Hamas explicitly states that it will immediately issue "a direct continuation of the Pact of ‘Umar Bin Al-Khattab," which is the system of laws that subjugated indigenous Christians and Jews during 1,300 years of caliphate rule.
October 7 was a sort of "proof of concept." A test to see what more they needed to meet their goal. Hamas leaders have promised to repeat their attack until Israel has been annihilated.
On October 7, Hamas explicitly sought out Jewish civilians to kill. They did also kill Arabs, in some cases. But mostly, they tried to get Arabs to tell them where the Jews were. They repeatedly mocked Arabs as "traitors" for, e.g., working for Jews. There are also recordings of Hamas fighters looking for Jews specifically, and boasting about how many Jews they personally killed.

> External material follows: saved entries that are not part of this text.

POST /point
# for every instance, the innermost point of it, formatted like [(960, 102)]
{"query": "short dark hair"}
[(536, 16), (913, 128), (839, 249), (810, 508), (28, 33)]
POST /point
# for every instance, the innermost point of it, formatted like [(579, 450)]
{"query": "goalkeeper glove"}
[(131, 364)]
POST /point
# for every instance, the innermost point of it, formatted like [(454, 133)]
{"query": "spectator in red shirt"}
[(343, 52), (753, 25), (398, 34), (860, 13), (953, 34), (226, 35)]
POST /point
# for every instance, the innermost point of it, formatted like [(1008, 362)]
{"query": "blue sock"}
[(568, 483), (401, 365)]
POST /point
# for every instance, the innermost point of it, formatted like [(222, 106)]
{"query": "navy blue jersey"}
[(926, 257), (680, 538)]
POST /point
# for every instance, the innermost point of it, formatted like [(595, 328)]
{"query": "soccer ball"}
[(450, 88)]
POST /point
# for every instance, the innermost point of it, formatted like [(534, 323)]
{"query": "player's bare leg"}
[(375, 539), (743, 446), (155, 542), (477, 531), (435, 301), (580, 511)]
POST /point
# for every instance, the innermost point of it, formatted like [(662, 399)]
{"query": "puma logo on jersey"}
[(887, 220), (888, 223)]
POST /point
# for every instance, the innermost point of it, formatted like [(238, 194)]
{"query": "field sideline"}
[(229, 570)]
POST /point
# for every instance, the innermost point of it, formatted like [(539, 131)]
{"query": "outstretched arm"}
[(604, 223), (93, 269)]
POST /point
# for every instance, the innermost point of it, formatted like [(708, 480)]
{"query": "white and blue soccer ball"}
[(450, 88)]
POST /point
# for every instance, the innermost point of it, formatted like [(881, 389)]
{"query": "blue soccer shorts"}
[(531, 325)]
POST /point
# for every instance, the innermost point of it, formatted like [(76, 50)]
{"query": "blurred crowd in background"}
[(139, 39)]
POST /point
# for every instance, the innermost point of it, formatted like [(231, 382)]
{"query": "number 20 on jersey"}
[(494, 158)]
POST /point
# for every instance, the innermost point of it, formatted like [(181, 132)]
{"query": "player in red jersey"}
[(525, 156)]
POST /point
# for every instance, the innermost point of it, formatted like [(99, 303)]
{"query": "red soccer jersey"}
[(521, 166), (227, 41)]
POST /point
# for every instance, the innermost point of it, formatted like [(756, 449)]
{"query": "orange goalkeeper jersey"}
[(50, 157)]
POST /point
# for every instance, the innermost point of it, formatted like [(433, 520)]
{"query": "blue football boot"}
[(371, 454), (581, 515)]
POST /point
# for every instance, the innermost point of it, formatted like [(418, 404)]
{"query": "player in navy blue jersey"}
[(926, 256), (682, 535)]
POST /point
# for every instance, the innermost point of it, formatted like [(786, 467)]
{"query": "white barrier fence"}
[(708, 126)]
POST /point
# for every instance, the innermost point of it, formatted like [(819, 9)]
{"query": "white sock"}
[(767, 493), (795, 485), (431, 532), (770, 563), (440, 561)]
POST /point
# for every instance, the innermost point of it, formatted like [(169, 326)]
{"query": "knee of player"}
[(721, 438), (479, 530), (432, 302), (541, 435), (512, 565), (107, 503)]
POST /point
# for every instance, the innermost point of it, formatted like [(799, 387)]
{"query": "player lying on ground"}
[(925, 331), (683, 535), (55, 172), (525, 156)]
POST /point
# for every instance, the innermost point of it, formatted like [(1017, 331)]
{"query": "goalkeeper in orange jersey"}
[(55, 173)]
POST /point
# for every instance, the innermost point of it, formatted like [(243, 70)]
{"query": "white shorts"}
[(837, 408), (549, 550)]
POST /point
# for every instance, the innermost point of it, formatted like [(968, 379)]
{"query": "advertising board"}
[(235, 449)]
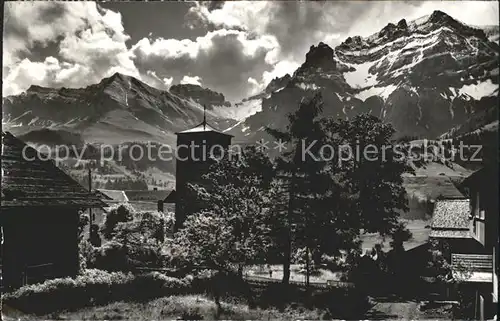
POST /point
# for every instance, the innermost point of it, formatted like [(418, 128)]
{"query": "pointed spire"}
[(204, 116)]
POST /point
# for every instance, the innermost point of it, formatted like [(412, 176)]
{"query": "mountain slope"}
[(424, 77)]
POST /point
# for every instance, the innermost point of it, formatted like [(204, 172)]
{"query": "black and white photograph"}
[(249, 160)]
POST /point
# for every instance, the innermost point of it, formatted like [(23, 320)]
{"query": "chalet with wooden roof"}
[(481, 265), (40, 214), (191, 165)]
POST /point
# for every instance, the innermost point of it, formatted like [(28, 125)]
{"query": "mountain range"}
[(427, 77)]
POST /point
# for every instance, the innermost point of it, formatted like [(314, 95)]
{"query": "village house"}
[(40, 216)]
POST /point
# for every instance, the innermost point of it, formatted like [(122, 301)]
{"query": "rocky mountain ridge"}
[(425, 77)]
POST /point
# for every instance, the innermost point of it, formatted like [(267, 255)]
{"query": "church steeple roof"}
[(202, 127)]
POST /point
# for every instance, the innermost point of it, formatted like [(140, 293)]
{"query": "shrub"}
[(93, 287)]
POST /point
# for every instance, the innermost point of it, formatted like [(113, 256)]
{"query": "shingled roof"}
[(450, 218), (30, 181)]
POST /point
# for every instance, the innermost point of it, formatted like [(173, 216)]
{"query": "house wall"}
[(39, 236)]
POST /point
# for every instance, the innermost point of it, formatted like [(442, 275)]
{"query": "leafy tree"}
[(327, 195)]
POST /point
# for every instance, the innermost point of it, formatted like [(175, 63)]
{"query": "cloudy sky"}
[(231, 47)]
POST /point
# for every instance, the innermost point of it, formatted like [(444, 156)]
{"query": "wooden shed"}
[(40, 213)]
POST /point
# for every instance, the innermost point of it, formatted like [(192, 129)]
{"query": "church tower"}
[(195, 146)]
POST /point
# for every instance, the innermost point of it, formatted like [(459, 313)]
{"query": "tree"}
[(374, 178)]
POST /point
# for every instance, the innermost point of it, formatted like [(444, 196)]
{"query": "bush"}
[(94, 287)]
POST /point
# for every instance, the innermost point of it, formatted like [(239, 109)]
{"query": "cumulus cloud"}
[(296, 25)]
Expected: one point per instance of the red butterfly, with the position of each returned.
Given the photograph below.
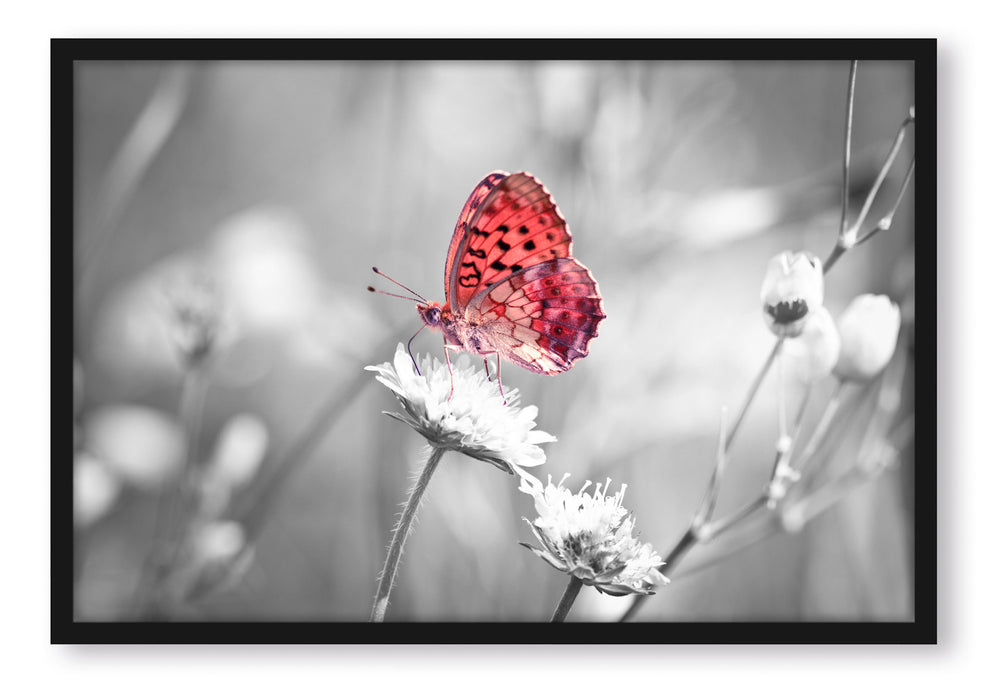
(512, 287)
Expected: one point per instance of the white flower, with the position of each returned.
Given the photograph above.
(476, 420)
(792, 289)
(868, 329)
(813, 354)
(590, 537)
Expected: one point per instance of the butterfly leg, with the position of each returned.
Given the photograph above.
(409, 350)
(498, 373)
(446, 353)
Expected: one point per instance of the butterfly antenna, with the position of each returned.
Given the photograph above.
(379, 272)
(389, 294)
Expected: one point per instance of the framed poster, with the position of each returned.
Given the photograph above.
(674, 288)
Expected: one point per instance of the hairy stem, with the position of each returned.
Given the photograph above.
(399, 536)
(847, 151)
(567, 599)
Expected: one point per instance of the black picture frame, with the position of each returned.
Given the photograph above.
(922, 630)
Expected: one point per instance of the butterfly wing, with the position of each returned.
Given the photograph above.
(508, 224)
(542, 317)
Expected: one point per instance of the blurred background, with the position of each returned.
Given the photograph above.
(260, 194)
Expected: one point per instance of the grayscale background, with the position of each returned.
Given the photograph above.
(283, 183)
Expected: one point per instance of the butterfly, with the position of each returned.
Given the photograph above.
(513, 289)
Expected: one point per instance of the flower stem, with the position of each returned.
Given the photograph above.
(847, 151)
(567, 600)
(690, 536)
(399, 536)
(752, 392)
(174, 508)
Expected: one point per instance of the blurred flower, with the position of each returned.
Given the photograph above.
(792, 288)
(219, 556)
(868, 328)
(143, 446)
(590, 538)
(196, 314)
(94, 489)
(237, 455)
(813, 354)
(476, 420)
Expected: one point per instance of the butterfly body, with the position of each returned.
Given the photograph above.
(513, 289)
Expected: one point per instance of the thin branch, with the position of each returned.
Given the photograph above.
(887, 220)
(847, 151)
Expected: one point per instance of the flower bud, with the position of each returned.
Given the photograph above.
(792, 289)
(868, 329)
(812, 355)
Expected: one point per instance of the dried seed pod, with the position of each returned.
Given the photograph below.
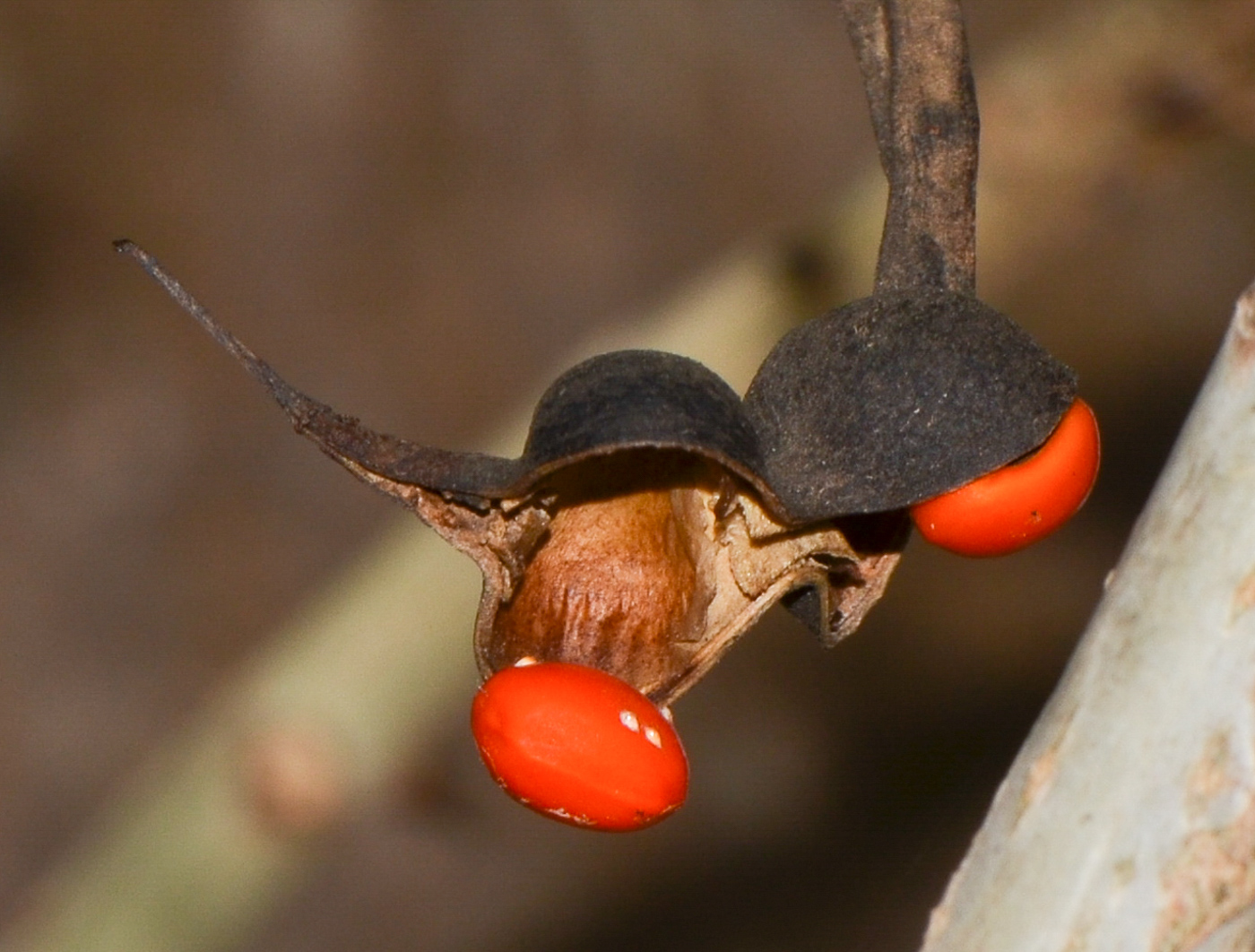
(636, 533)
(899, 398)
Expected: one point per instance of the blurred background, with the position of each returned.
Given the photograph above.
(413, 210)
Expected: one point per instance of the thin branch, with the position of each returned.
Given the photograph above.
(913, 59)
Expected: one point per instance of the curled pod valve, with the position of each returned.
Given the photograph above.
(579, 745)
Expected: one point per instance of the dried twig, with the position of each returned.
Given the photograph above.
(913, 59)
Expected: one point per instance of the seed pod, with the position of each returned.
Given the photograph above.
(899, 398)
(636, 534)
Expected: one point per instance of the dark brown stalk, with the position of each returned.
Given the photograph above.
(913, 60)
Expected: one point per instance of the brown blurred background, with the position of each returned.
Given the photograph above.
(411, 208)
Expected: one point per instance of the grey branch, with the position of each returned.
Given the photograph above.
(913, 59)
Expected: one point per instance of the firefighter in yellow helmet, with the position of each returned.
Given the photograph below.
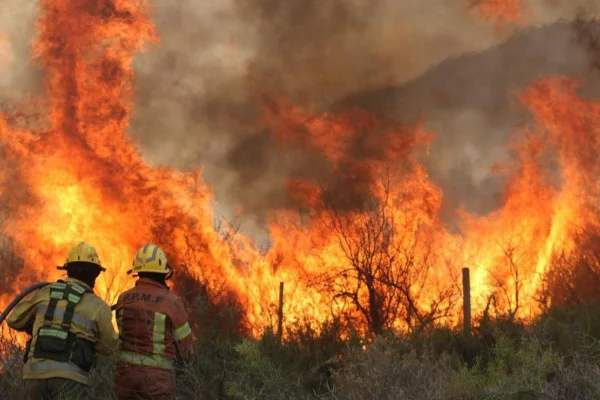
(68, 325)
(154, 331)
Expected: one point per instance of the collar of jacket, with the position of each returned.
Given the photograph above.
(146, 281)
(78, 282)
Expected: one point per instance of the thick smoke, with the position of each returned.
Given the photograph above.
(198, 89)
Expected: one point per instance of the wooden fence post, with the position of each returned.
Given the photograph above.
(466, 303)
(280, 313)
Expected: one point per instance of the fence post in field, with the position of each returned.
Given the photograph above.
(466, 303)
(280, 313)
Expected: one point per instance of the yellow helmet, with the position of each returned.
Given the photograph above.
(82, 252)
(150, 258)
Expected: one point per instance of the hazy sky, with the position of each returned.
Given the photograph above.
(195, 89)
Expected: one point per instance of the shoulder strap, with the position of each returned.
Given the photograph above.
(62, 291)
(57, 292)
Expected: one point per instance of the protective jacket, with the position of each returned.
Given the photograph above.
(154, 333)
(69, 325)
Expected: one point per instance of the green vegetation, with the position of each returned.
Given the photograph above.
(555, 357)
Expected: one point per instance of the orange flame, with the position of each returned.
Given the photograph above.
(500, 11)
(370, 247)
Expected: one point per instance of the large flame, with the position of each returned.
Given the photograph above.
(369, 247)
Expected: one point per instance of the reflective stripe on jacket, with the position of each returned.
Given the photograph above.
(153, 325)
(92, 320)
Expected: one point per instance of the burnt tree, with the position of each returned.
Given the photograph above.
(389, 253)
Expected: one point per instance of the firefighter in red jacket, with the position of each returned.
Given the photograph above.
(154, 331)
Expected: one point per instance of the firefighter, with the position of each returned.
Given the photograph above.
(68, 325)
(154, 331)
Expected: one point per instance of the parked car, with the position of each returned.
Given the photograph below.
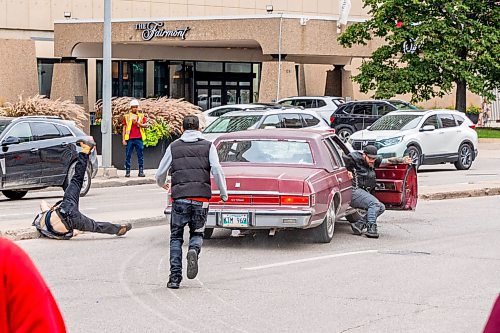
(428, 137)
(358, 115)
(269, 118)
(214, 113)
(295, 179)
(38, 152)
(323, 105)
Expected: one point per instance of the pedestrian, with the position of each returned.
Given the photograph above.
(133, 136)
(26, 303)
(361, 167)
(67, 217)
(190, 159)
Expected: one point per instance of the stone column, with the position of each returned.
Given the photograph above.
(68, 83)
(269, 81)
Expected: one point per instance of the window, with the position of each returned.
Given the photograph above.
(44, 131)
(231, 124)
(432, 120)
(64, 130)
(362, 110)
(447, 120)
(271, 121)
(21, 131)
(310, 120)
(334, 154)
(265, 151)
(383, 109)
(459, 119)
(292, 120)
(320, 103)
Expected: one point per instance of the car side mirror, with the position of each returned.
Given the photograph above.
(11, 140)
(427, 128)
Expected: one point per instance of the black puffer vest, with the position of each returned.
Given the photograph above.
(364, 175)
(190, 169)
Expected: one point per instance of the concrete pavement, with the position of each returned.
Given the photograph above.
(435, 183)
(431, 271)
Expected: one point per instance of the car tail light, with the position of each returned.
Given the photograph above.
(294, 200)
(266, 200)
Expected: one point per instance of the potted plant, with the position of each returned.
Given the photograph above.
(472, 112)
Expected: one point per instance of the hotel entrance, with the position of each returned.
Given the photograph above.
(225, 83)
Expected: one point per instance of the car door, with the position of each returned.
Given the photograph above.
(20, 163)
(362, 114)
(449, 139)
(429, 139)
(397, 185)
(55, 151)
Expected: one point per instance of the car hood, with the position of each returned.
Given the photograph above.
(376, 135)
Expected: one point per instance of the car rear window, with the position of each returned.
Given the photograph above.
(396, 122)
(3, 124)
(265, 151)
(232, 124)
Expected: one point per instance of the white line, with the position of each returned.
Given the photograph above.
(299, 261)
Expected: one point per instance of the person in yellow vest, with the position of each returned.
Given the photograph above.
(134, 135)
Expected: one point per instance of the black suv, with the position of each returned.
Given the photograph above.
(358, 115)
(38, 152)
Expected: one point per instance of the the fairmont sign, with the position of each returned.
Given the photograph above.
(155, 29)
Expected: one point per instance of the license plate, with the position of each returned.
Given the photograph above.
(235, 220)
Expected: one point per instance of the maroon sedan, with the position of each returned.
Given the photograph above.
(281, 179)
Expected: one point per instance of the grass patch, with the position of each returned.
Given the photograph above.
(488, 133)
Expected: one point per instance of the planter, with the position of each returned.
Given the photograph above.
(152, 155)
(474, 117)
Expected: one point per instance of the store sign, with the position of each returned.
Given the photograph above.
(151, 30)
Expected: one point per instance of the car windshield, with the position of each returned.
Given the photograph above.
(265, 151)
(396, 122)
(3, 124)
(232, 124)
(403, 105)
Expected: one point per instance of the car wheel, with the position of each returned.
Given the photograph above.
(324, 232)
(464, 161)
(87, 179)
(344, 134)
(414, 153)
(14, 195)
(355, 216)
(207, 234)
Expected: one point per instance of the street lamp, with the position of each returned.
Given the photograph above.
(106, 87)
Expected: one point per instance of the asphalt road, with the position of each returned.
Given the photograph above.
(433, 270)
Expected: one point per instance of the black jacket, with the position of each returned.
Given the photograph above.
(363, 175)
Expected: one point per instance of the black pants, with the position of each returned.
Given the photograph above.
(68, 208)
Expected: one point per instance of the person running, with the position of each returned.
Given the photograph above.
(60, 220)
(26, 303)
(190, 160)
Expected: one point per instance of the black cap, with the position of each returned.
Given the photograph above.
(190, 123)
(370, 151)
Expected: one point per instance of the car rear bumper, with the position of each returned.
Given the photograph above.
(262, 219)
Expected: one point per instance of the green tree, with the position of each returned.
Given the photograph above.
(429, 46)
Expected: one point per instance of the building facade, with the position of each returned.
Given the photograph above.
(210, 52)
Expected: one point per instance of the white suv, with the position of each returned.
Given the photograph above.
(323, 105)
(428, 137)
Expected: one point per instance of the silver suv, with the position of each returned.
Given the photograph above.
(323, 105)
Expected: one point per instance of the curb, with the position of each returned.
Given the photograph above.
(483, 192)
(32, 233)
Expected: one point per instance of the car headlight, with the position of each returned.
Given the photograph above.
(388, 142)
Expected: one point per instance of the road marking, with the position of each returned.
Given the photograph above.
(299, 261)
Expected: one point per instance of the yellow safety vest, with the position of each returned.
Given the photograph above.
(128, 121)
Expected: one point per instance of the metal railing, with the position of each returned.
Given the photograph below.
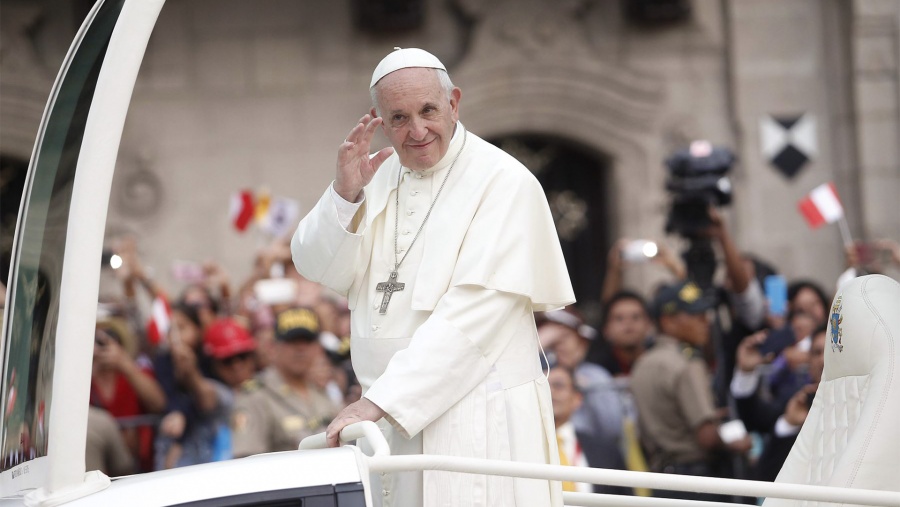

TL;DR: Hamas is not Palestine. It is not activism. It is not resistance.
It is a group that has explicitly said very openly, for DECADES, that it wants to commit genocide next door and take over. While telling us that actually, that's what ISRAEL wants.
It's a group that Gazans have been protesting throughout the entire war, and before it. While the supposedly pro-Palestine movement silences and erases them.
This one is definitely the most egregiously ignorant and blatantly wrong example of "Opposing genocide isn't antisemitic!" I saw.